This same attitude has been transferred to other walks of life. If something is written in a book by a famous scholar/scientist, the Muslim reaction is to accept it rather than reject it unless proven right. The advancement of science depends on skepticism of all ideas unless evidence and proof has been established. Great names mean nothing if they are not accompanied by evidence. For example, Newton was one of the greatest scientist and mathematician. Had Einstein accepted Newton's laws of space-time geometry, he would never have come up with new ideas, which if not entirely true are closer to the truth than Newton's ideas were.

Similarly, Einstein himself was a great scientist, but he was wrong about the quantum nature of small particles. He also believe in something called "gravitational waves', which have not been proven yet and therefore remain an intelligent conjecture - but you won't see anyone making any law based on the concept of gravitational waves.

I remember about 7 years ago when I started to have debates with Muslims that I challenged a fatwa (religious ruling) given by Imam Malik - the fatwa was about women's right to choose her marriage partner. My evidence was based entirely on the Quran. However, the people started replying to me with statements like "so you know more than Imam Malik?", "he spend so much time learning religion...how much time did you spend?", "who did you learn Islam from?", "This has been accepted by millions of Muslims throughout the centuries...do you mean to say that they were all wrong?"

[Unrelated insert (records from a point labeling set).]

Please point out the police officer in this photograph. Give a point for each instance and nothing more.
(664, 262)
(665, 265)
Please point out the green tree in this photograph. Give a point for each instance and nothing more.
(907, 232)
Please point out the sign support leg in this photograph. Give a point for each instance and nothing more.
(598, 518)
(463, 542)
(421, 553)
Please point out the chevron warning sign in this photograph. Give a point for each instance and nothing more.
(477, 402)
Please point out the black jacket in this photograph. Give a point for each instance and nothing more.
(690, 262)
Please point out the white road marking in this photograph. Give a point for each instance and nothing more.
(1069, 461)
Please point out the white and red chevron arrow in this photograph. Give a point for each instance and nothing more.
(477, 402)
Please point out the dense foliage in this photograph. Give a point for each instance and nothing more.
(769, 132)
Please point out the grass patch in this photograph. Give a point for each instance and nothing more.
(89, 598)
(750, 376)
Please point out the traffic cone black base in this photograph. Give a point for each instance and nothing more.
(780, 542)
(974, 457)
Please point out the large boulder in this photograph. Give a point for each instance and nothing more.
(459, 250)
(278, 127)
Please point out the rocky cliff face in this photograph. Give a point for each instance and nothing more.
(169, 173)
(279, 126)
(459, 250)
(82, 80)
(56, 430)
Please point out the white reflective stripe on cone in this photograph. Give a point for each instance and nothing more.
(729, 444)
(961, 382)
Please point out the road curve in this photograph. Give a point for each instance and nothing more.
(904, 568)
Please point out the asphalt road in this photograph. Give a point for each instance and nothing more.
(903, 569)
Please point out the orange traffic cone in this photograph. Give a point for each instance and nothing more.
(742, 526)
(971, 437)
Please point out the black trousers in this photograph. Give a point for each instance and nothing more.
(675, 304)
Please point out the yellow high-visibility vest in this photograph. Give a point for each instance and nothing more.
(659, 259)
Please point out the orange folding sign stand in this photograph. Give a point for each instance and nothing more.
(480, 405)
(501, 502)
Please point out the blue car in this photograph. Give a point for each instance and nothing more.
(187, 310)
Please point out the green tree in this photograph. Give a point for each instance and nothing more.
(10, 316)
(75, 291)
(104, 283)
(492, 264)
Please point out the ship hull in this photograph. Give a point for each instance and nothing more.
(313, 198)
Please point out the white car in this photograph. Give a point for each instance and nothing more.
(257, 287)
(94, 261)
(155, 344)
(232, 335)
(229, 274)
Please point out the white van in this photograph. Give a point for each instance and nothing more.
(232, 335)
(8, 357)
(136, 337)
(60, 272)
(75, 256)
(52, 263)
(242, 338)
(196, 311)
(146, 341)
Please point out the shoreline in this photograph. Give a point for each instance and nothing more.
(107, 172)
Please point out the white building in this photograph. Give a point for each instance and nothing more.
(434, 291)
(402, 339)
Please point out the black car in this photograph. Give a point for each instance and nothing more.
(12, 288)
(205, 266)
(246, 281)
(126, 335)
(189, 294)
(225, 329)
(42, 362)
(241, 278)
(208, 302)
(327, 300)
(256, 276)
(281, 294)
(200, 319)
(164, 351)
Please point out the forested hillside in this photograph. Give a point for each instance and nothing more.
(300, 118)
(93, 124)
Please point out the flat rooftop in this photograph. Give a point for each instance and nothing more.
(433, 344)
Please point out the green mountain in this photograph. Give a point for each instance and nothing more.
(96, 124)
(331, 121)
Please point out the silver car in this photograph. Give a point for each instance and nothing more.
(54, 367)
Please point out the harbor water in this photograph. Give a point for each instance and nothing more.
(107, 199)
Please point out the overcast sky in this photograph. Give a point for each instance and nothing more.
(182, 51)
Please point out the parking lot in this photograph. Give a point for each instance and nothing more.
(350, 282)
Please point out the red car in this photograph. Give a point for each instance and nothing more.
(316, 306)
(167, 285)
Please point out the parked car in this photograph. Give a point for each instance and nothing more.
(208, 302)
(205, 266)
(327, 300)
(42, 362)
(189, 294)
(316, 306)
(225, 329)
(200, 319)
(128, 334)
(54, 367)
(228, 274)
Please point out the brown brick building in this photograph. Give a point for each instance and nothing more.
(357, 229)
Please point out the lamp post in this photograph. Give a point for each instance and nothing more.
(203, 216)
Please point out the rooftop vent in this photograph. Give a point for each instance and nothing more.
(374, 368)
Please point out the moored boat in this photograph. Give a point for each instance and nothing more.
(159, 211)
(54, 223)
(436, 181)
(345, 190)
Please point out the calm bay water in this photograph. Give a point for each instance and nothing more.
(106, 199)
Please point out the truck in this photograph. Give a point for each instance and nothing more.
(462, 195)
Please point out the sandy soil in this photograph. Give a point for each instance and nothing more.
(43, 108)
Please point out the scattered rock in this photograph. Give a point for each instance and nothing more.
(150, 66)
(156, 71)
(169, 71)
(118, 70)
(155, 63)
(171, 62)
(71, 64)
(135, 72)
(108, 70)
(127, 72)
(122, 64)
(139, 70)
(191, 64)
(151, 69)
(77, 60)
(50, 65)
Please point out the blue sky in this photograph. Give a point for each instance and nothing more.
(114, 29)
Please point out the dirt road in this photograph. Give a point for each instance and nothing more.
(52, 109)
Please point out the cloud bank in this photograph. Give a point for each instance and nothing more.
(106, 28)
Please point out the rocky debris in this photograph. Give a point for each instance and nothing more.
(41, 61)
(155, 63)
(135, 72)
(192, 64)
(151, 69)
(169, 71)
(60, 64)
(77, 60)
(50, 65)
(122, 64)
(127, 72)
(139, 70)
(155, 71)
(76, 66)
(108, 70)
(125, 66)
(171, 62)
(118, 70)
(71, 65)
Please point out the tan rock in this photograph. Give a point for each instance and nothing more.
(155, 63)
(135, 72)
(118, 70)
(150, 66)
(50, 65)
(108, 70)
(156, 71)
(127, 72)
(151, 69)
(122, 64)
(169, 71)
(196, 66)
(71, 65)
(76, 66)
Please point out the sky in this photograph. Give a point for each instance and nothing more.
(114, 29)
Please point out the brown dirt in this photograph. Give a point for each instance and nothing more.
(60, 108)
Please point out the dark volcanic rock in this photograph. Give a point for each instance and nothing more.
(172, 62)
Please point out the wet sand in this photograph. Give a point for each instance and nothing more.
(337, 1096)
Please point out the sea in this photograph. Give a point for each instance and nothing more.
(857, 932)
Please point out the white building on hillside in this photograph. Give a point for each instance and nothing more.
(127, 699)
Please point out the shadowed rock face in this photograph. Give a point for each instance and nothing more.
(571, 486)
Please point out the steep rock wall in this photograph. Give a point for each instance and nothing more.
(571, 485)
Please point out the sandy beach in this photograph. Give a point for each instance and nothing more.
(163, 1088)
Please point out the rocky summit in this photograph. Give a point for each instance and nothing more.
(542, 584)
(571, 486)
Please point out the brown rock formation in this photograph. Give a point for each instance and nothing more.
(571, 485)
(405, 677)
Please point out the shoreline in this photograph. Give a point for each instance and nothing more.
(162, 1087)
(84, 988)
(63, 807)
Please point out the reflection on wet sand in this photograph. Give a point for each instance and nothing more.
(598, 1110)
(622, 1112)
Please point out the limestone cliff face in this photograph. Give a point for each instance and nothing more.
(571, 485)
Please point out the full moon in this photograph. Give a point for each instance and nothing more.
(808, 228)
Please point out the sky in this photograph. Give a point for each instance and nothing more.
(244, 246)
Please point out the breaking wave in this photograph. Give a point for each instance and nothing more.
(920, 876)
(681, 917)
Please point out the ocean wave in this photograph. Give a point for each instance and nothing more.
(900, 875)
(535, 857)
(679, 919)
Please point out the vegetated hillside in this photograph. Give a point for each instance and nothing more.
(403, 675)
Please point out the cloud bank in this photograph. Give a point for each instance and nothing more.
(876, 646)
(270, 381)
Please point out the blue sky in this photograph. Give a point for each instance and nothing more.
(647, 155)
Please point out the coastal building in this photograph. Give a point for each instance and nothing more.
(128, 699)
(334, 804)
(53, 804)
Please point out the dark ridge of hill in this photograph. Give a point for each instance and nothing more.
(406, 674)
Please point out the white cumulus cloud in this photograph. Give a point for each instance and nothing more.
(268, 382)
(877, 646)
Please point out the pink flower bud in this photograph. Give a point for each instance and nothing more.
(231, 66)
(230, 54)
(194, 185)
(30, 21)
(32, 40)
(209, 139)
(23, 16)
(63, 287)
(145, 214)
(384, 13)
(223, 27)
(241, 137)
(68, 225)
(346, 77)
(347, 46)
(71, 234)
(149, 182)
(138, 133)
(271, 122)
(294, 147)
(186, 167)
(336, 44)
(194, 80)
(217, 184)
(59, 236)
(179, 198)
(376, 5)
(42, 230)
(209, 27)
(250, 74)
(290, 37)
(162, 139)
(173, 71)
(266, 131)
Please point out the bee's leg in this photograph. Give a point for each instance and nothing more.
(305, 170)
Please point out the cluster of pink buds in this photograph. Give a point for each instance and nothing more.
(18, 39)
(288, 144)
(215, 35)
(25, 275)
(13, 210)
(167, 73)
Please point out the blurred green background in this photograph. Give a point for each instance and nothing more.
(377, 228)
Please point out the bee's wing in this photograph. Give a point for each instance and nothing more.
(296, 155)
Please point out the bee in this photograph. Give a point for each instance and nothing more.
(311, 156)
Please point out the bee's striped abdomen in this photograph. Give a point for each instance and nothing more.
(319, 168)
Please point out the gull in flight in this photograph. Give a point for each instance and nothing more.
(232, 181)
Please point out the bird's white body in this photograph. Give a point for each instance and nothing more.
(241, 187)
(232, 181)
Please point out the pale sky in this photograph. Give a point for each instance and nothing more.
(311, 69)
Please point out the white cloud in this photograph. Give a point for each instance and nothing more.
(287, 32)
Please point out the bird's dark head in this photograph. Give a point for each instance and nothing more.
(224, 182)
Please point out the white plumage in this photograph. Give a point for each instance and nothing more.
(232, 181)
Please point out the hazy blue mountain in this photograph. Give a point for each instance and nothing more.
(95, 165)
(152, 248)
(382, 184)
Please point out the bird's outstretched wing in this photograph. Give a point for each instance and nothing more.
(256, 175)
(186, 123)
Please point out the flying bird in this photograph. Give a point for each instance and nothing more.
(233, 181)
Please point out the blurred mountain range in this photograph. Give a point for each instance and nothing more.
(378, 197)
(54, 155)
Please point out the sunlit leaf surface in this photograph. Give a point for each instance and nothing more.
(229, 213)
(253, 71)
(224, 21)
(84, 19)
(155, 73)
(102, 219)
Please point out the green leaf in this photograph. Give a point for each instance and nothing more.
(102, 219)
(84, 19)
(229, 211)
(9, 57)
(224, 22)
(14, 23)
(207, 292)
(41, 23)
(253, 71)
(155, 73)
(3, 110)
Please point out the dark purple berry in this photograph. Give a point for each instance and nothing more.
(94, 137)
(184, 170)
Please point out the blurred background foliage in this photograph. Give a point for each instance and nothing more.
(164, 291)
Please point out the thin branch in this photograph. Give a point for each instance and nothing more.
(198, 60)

No one could reply to the Quranic evidence...but they did not accept it. why? because Imam Malik said otherwise. Believe it or not, this same attitude is transferred to science also. For example, once I presented a hadith where people allege that the Prophet told a few people to drink camel's urine. People were trying to come up left and right that urine contains chemicals that could be used to make medicine...? Of course...many things contain chemicals that can be used to make medicine.. for example snake's poison is used to make the medicine for heart patients...but that doesn't mean people should start drinking snake's poison??
Yet, you will find thousands of Muslims who will defend this with their lives. why? because "Imam Bukhari can't be wrong about the Prophet."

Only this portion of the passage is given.